Malam midodareni merupakan tahap upacara yang berlangsung pada malam hari sebelum penyembelihan. Pada malam tersebut, dua buah jali berisi pengantin bekakak dan sebuah jodhang berisi sesaji diarak ke balai desa Ambarketawang. Arak-arakan ini diiringi oleh berbagai kesenian tradisional seperti reyog dan jathilan. Acara ini juga diisi dengan malam tirakatan, pertunjukan wayang kulit, dan tahlilan yang diikuti oleh masyarakat sekitar.
Kirab pengantin bekakak merupakan pawai atau arak-arakan yang membawa jali pengantin bekakak ke tempat penyembelihan.
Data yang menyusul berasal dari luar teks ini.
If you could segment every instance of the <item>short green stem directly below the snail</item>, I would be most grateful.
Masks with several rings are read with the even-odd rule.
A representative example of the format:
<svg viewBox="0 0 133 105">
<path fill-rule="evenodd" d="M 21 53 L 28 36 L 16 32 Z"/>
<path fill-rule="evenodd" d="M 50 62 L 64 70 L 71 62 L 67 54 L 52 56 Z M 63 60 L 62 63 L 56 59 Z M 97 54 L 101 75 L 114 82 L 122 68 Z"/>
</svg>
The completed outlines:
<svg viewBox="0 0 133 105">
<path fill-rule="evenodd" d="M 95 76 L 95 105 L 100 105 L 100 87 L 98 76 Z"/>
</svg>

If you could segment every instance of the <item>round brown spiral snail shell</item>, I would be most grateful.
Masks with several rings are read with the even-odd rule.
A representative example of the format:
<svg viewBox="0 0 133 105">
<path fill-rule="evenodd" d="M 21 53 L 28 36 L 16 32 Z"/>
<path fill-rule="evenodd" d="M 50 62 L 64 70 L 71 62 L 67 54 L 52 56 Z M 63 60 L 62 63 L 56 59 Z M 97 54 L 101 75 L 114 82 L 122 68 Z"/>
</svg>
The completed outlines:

Arak-arakan ini diiringi oleh berbagai barisan prajurit, sesaji sugengan Ageng, dan peserta yang mengenakan pakaian tradisional. Prosesi ini menjadi puncak acara yang dinantikan oleh semua orang yang hadir.
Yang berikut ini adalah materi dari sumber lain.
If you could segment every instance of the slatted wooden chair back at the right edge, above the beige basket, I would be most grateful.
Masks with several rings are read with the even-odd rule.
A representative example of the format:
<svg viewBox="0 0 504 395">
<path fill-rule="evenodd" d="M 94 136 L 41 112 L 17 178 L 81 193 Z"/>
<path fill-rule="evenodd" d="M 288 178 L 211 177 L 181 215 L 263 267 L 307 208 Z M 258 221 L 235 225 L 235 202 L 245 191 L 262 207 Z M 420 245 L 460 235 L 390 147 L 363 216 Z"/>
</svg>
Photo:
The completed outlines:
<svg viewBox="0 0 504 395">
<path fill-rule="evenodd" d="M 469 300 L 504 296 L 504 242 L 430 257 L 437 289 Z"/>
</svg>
Upacara bekakak tidak hanya merupakan tradisi sakral, tetapi juga menjadi simbol penghormatan terhadap leluhur dan kepercayaan masyarakat setempat.
Dengan berbagai tahapan dan sesaji yang disiapkan, upacara ini mencerminkan kekayaan budaya dan spiritual yang masih dijaga hingga kini.
Upacara bekakak menjadi momen penting yang mempererat kebersamaan dan rasa hormat terhadap sejarah serta tradisi nenek moyang.